I then need to read it into my variable. I want to support several possible date formats, i.e. 2014-Aug-02, 2014-08-02, 2014-08, ...

In my script, I have following construct to try to match the provided date format, but it looks to me very ugly. Is there a better, more elegant way to do it?

if args.before:
    try:
        BEFORE = datetime.datetime.strptime(args.before[0], "%Y-%b-%d")
    except ValueError:
        try:
            BEFORE = datetime.datetime.strptime(args.before[0], "%Y-%b")
        except ValueError:
            try:
                 BEFORE = datetime.datetime.strptime(args.before[0], "%Y-%m-%d")
            except ValueError:
                try:
                    BEFORE = datetime.datetime.strptime(args.before[0], "%Y-%m")
                except ValueError:
                    try:
                        BEFORE = datetime.datetime.strptime(args.before[0], "%Y")
                    except ValueError:
                        print 'time data %s does not match format' % args.before[0]
                        exit(1)

3 Answers 3

4

I'd personally use the dateutil package to parse arbitrary dates:

from dateutil.parser import parse as date_parse
try:
    BEFORE = date_parse(args.before[0])
except (TypeError, ValueError):
    print 'time data %s does not match format' % args.before[0]
    exit(1)

The dateutil parser can handle all formats you want to support plus more.

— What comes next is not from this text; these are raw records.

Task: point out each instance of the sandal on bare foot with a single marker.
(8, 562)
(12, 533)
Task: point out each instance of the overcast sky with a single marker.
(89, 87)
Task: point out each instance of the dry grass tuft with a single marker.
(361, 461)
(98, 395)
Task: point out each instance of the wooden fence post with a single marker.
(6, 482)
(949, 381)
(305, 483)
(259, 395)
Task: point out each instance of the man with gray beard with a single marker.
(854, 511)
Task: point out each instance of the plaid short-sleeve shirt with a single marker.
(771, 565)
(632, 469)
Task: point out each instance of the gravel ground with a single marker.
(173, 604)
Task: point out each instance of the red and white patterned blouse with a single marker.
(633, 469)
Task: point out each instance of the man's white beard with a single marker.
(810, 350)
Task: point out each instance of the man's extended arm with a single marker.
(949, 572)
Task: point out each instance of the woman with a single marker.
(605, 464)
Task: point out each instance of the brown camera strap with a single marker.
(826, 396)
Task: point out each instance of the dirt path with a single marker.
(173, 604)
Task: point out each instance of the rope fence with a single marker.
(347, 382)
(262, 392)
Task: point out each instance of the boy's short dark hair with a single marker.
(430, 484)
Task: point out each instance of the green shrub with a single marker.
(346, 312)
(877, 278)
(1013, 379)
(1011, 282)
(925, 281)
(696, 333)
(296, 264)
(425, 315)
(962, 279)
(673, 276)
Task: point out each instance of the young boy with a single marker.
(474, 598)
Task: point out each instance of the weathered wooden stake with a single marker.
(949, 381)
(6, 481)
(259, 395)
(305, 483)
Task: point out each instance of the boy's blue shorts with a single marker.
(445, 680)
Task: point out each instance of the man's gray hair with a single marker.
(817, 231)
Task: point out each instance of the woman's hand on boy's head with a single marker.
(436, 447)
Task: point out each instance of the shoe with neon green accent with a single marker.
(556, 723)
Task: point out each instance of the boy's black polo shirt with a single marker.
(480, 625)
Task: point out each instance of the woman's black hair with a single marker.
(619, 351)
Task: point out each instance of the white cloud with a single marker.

But if you don't want to install an external dependency, then create a list of supported formats, and use a loop:

formats = ('%Y-%b-%d', '%Y-%b', '%Y-%m-%d', '%Y-%m', '%Y')
for format in formats:
    try:
        BEFORE = datetime.datetime.strptime(args.before[0], format)
        break
    except ValueError:
        pass
else:
    print 'time data %s does not match format' % args.before[0]
    exit(1)

As soon as a working format is found, the loop is ended with a break, otherwise the else: suite of the for loop is reached, and an error message is printed. Note that an else: suite of a loop is not executed when you break out early.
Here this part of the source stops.